Best regards and good luck in your journey.
“The major work of the world is not done by geniuses. It is done by ordinary people, with balance in their lives, who have learned to work in an extraordinary manner.”
― Gordon B. Hinckley
You said that you want 1 tick in ES, yet most of the vids and advice, save for The Getting Started in Scalping vid, isn't really scalping advice. If you want to learn how to scalp scalp scalp and want mentors, you either go to Norden or maybe Scalping Education who was a Norden student. Scalping Education doesn't scalp for 1 tick in the ES, he scalps for 3. He only scalps for 1 tick in ZB.
What I've learned from obsessing over Norden, market making, real scalping (not that BS that most ppl call scalping) is that you have to take their principles and carve out your own niche. You might find yourself doing things a bit differently, but as long as your winrate is over 80% and you are making money--- you are doing well.

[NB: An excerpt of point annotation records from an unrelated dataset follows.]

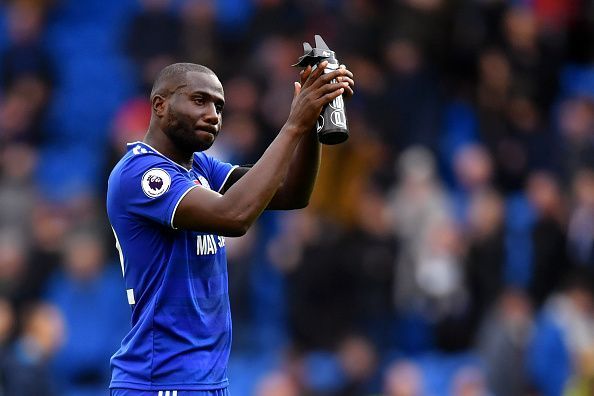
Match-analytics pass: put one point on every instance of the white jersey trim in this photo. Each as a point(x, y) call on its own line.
point(119, 249)
point(177, 204)
point(162, 155)
point(227, 177)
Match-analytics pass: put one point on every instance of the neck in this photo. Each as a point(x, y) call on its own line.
point(165, 146)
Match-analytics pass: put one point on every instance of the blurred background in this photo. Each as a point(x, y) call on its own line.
point(449, 245)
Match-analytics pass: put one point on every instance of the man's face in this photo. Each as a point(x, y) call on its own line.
point(194, 112)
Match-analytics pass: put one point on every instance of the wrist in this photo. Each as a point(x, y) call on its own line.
point(292, 130)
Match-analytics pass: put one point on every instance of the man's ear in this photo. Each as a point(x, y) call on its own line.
point(159, 105)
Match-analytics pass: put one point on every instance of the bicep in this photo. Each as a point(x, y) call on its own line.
point(235, 175)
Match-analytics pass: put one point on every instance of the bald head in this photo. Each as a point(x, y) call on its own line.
point(174, 76)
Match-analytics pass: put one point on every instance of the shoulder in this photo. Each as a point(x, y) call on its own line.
point(152, 170)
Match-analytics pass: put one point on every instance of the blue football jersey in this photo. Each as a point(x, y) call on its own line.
point(175, 280)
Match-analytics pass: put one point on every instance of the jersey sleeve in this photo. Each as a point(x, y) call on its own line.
point(218, 171)
point(153, 187)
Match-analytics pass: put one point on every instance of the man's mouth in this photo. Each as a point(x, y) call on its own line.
point(212, 131)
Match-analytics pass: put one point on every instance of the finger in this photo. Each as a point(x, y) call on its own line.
point(330, 96)
point(327, 88)
point(326, 78)
point(297, 89)
point(304, 74)
point(315, 74)
point(350, 81)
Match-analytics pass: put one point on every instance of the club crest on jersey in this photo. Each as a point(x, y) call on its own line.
point(202, 182)
point(155, 182)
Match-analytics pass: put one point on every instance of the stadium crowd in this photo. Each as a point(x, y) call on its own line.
point(449, 245)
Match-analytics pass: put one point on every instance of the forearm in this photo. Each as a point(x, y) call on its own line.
point(298, 185)
point(251, 194)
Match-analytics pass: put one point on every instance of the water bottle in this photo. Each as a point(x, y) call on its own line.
point(332, 123)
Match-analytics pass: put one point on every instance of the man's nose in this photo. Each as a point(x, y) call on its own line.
point(211, 116)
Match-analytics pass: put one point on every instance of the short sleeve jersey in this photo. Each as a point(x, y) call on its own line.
point(175, 280)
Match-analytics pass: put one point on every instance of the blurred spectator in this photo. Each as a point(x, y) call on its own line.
point(576, 124)
point(428, 273)
point(13, 266)
point(358, 360)
point(199, 34)
point(549, 237)
point(277, 384)
point(93, 334)
point(154, 40)
point(25, 370)
point(564, 332)
point(485, 252)
point(26, 57)
point(50, 224)
point(7, 325)
point(581, 226)
point(469, 381)
point(473, 169)
point(17, 188)
point(502, 343)
point(403, 378)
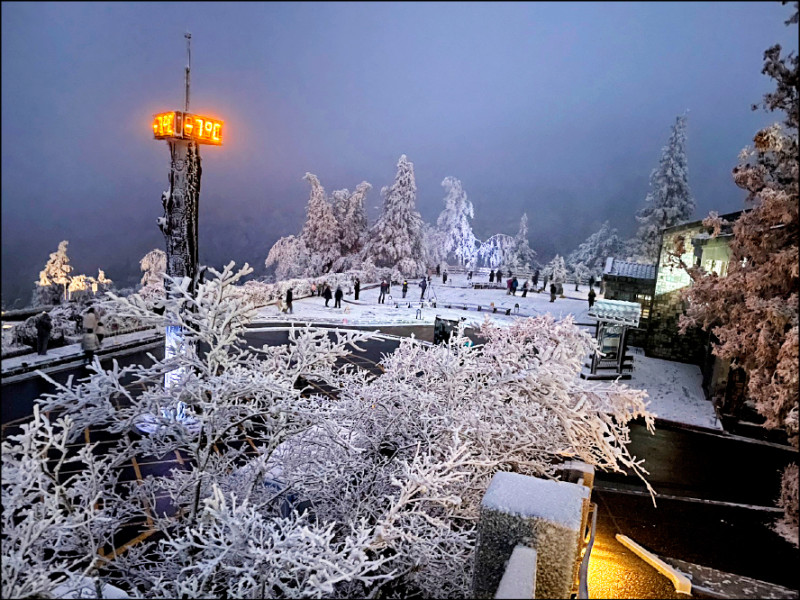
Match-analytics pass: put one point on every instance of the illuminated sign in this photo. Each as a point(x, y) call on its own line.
point(181, 125)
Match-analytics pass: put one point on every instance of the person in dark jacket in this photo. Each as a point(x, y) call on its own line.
point(338, 297)
point(382, 294)
point(289, 297)
point(326, 293)
point(44, 325)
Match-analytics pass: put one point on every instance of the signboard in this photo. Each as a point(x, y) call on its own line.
point(182, 125)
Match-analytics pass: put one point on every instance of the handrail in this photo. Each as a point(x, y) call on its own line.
point(583, 575)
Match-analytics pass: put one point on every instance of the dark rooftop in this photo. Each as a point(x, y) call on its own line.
point(620, 268)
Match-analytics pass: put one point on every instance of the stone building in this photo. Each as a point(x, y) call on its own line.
point(631, 282)
point(663, 339)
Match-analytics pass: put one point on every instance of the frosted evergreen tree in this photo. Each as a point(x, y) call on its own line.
point(56, 271)
point(525, 256)
point(396, 238)
point(591, 255)
point(290, 257)
point(457, 238)
point(500, 249)
point(153, 266)
point(352, 217)
point(669, 201)
point(321, 230)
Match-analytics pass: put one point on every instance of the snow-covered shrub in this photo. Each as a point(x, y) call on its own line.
point(669, 201)
point(393, 465)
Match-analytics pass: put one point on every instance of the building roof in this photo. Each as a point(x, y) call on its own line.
point(621, 268)
point(617, 311)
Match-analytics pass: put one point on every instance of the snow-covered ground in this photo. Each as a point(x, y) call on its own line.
point(674, 389)
point(367, 311)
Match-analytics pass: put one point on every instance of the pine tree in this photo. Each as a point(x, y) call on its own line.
point(352, 217)
point(590, 256)
point(396, 238)
point(290, 257)
point(320, 233)
point(753, 311)
point(457, 239)
point(669, 201)
point(57, 270)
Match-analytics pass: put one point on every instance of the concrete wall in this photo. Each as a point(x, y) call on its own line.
point(547, 516)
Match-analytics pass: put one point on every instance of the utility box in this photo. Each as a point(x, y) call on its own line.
point(442, 329)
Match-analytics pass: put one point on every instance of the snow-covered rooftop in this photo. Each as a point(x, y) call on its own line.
point(617, 311)
point(621, 268)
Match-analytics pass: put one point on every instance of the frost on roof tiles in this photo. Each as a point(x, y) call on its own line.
point(617, 311)
point(621, 268)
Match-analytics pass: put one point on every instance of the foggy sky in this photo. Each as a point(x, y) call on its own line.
point(557, 109)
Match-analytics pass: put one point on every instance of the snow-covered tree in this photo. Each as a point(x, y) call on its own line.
point(57, 270)
point(352, 217)
point(669, 201)
point(458, 241)
point(500, 249)
point(396, 238)
point(321, 234)
point(153, 266)
point(290, 257)
point(392, 477)
point(753, 310)
point(591, 255)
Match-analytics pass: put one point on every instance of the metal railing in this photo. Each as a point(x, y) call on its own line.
point(583, 574)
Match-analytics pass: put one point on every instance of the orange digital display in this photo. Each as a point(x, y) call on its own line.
point(181, 125)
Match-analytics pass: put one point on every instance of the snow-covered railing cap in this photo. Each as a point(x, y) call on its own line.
point(617, 311)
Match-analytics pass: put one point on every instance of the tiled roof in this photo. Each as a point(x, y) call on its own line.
point(621, 268)
point(617, 311)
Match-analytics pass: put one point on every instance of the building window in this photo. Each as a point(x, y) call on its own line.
point(644, 300)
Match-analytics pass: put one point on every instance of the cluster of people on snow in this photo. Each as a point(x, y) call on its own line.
point(93, 329)
point(324, 290)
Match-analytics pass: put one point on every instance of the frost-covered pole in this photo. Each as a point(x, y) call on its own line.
point(181, 203)
point(184, 132)
point(188, 37)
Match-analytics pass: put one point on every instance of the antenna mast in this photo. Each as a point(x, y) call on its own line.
point(188, 37)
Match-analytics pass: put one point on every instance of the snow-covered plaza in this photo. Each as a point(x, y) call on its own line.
point(674, 389)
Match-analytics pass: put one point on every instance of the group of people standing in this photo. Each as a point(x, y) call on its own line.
point(324, 292)
point(93, 332)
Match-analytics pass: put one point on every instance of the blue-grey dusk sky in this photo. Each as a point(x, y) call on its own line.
point(558, 109)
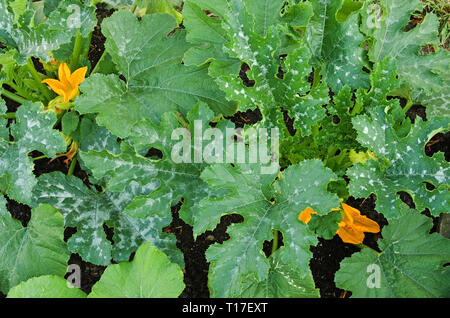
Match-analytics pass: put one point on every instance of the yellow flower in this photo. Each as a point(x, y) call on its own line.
point(305, 215)
point(67, 85)
point(353, 225)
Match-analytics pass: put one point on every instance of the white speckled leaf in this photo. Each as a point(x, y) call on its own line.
point(422, 73)
point(29, 40)
point(35, 250)
point(410, 265)
point(33, 130)
point(283, 282)
point(338, 45)
point(155, 79)
point(239, 263)
point(401, 164)
point(49, 286)
point(89, 210)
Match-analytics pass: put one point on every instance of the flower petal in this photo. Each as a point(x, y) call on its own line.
point(78, 76)
point(365, 224)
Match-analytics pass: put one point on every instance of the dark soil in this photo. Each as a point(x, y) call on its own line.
point(327, 254)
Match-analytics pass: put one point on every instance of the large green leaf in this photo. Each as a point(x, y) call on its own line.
point(26, 39)
point(411, 263)
point(401, 164)
point(246, 36)
point(33, 130)
point(149, 275)
point(238, 267)
point(45, 287)
point(337, 44)
point(89, 210)
point(171, 179)
point(31, 251)
point(155, 79)
point(40, 37)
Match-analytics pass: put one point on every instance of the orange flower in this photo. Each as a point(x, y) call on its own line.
point(67, 85)
point(353, 225)
point(305, 215)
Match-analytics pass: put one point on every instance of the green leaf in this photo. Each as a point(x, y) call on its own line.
point(411, 263)
point(158, 6)
point(239, 264)
point(207, 34)
point(325, 226)
point(242, 34)
point(28, 40)
point(70, 122)
point(422, 73)
point(33, 130)
point(45, 287)
point(337, 44)
point(35, 250)
point(89, 210)
point(149, 275)
point(75, 16)
point(401, 164)
point(283, 282)
point(171, 180)
point(156, 81)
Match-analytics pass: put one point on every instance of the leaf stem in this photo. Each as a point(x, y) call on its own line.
point(40, 157)
point(73, 163)
point(94, 70)
point(86, 52)
point(12, 96)
point(9, 115)
point(75, 59)
point(408, 106)
point(38, 79)
point(20, 91)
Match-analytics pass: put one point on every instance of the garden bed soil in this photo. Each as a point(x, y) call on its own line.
point(327, 254)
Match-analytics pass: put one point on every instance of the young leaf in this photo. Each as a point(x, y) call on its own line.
point(45, 287)
point(239, 263)
point(149, 275)
point(422, 73)
point(89, 210)
point(337, 44)
point(35, 250)
point(411, 263)
point(171, 179)
point(27, 39)
point(33, 130)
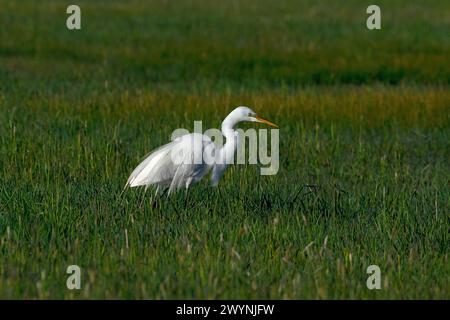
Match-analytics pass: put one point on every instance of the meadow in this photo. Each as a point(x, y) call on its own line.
point(364, 173)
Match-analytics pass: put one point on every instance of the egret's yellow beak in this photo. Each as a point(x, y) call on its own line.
point(262, 120)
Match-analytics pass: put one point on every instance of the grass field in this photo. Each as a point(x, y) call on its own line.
point(364, 122)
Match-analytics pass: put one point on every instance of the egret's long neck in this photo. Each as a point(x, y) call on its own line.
point(226, 155)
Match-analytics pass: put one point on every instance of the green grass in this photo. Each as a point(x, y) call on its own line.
point(365, 149)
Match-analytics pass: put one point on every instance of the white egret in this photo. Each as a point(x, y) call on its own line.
point(176, 165)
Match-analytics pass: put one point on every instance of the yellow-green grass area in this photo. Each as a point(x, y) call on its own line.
point(364, 172)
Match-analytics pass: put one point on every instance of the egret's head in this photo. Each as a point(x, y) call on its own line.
point(243, 113)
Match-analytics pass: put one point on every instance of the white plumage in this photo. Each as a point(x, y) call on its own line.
point(182, 162)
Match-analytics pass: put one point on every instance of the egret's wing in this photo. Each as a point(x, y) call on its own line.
point(173, 164)
point(143, 172)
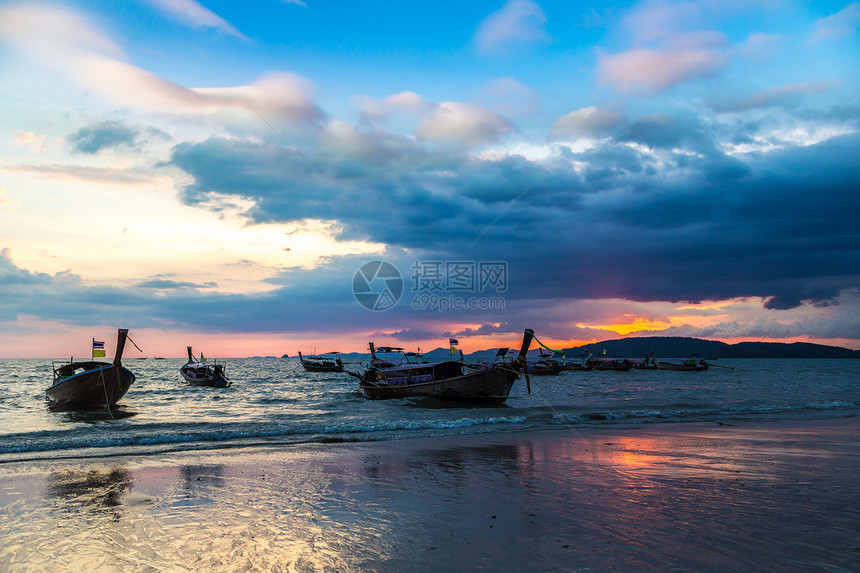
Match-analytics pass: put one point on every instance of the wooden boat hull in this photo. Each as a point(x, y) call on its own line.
point(323, 365)
point(319, 368)
point(681, 367)
point(490, 386)
point(195, 378)
point(616, 365)
point(101, 386)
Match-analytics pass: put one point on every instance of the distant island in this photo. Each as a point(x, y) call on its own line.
point(676, 347)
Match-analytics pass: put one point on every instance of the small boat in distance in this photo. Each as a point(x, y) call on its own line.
point(691, 364)
point(91, 384)
point(204, 373)
point(326, 362)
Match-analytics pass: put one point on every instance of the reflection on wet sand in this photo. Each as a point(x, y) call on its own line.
point(92, 416)
point(97, 490)
point(710, 499)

When it comes to correlation, perhaps use more than just YM. Have YM, NQ, RYT, UB, ZB, ZN up. In certain moments they work off each other. The last 2 weeks you could use NQ/YM/ES as an inverse correlation for UB/ZB picking off a tick or 2. The problem is that correlations often breakdown.
I'm no longer playing the correlations, I'm hunting retailers and other screen watchers at their local watering hole.... That is why I reintroduced a chart, so that I can pick them off. Using the orderbook and T/S to let me know when it is safe to attack them, who else is hunting, what type of games are being played in the book, where is the manipulation, when can I even use orderbook spoofing to my advantage when I observe it.